Use a spice or small coffee grinder to break up enough whole cloves to make 1 tablespoon. Add them directly into 1 cup of boiling water and let them steep for about 20 minutes. Strain out the pieces. Add some honey or a piece of ginger candy in for extra warmth of flavor.

Ginger root
Ginger root | Source


This root plant originated in Asia, but now is harvested in Caribbean and Africa. It has been revered for centuries for it's pain reducing abilities, notably for stress headaches.

  • Vitamin C = 5 mg
  • Vitamin E = .26 mg
  • Vitamin K = .1 microgr
  • Calcium = 16 mg
  • Folates = 11 microgr
  • Iron = .60 mg
  • Magnesium = 43 mg
  • Manganese = .229 mg
  • Potassium = 415 mg
  • Zinc = .34 mg

A Fun Way To Try Ginger

Ginger Candy:

1 pound fresh ginger (young, if possible)

1 pound white sugar


Peel or thoroughly wash the ginger, then thinly slice it. Put the pieces into a deep saucepan and cover them with water. Bring the water to a boil, then let the ginger simmer for about 30 minutes, until clear.

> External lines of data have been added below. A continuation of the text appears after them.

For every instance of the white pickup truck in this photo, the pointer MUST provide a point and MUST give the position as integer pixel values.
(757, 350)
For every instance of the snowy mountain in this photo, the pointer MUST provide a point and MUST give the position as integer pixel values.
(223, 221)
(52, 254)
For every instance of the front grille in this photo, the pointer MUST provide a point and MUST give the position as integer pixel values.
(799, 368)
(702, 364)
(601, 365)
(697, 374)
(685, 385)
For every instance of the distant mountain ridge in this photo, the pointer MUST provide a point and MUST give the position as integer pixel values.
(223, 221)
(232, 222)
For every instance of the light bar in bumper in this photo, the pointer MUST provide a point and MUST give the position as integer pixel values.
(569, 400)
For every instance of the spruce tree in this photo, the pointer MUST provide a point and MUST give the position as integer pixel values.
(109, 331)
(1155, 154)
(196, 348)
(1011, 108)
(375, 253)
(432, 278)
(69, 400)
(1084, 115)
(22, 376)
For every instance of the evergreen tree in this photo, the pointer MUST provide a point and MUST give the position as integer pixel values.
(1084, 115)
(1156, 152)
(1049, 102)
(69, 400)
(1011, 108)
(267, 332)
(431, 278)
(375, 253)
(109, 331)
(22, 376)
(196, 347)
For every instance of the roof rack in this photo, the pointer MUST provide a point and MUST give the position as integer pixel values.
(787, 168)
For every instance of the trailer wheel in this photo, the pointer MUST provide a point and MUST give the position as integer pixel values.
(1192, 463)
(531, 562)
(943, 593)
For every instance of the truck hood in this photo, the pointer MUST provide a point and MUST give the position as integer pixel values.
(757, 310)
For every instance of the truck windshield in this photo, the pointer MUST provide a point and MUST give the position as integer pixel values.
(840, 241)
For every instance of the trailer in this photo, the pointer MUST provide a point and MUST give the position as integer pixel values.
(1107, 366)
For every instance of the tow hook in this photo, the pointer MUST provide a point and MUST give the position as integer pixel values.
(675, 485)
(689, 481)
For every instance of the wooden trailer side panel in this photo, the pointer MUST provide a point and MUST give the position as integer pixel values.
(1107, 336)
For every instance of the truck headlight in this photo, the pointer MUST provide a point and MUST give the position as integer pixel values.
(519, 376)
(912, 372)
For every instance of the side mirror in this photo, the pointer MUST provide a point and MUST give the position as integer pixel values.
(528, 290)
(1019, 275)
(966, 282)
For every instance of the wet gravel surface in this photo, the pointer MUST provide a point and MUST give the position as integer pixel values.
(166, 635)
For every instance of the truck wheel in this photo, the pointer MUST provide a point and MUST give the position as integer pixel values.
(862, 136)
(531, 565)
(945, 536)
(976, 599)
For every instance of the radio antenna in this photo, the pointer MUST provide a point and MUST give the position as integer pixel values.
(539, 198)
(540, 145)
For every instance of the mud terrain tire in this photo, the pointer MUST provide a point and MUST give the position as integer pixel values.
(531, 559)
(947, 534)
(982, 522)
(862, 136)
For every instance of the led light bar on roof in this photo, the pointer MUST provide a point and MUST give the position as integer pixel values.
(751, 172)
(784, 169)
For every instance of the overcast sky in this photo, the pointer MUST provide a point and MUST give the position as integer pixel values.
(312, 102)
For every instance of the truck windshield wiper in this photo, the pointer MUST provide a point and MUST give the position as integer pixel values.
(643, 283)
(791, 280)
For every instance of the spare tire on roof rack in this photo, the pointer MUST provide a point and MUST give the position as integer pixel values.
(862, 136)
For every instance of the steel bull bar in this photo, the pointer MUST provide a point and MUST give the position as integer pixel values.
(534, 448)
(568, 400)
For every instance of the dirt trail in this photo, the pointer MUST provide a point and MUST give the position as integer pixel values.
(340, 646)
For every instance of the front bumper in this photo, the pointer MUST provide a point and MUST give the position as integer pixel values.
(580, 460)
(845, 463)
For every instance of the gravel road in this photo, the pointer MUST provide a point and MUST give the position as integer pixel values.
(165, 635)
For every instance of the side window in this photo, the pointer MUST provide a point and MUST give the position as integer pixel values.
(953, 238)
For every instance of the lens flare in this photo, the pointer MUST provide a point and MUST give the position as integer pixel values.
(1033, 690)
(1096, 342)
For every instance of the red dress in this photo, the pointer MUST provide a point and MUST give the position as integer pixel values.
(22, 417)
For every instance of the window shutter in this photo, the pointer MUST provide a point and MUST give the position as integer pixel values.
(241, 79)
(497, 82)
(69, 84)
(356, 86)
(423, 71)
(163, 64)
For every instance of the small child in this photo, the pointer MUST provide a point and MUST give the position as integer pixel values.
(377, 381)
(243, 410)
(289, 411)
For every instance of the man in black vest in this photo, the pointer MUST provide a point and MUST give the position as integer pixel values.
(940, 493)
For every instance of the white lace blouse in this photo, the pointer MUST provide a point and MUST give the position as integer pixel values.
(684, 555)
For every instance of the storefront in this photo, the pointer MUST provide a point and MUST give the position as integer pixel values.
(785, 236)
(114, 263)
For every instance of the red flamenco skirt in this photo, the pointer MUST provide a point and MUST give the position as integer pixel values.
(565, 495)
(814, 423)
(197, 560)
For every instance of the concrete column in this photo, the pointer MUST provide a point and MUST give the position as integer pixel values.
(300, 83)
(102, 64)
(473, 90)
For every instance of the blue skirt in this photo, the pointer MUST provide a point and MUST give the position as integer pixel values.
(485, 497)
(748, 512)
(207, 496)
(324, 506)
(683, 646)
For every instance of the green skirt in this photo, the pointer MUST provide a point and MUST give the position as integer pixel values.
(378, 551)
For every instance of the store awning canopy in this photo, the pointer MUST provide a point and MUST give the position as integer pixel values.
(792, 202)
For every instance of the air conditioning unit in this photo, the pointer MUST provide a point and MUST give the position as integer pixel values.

Drain off the water, reserve about a 1/2 cup. Put the ginger back into the pan, and add the sugar and ginger water. Set the heat to medium high and stir until the sugar is dissolved. Turn down the heat to medium and let it cook, stirring often, until the liquid is absorbed, about 15 minutes.

Set the pieces on a rack to let them cool. Dip them in sugar if you like, then store them in a dry cool place in an airtight container. Enjoy them as is, or drop one into your tea - you can even shave them for toppings on cookies or ice cream!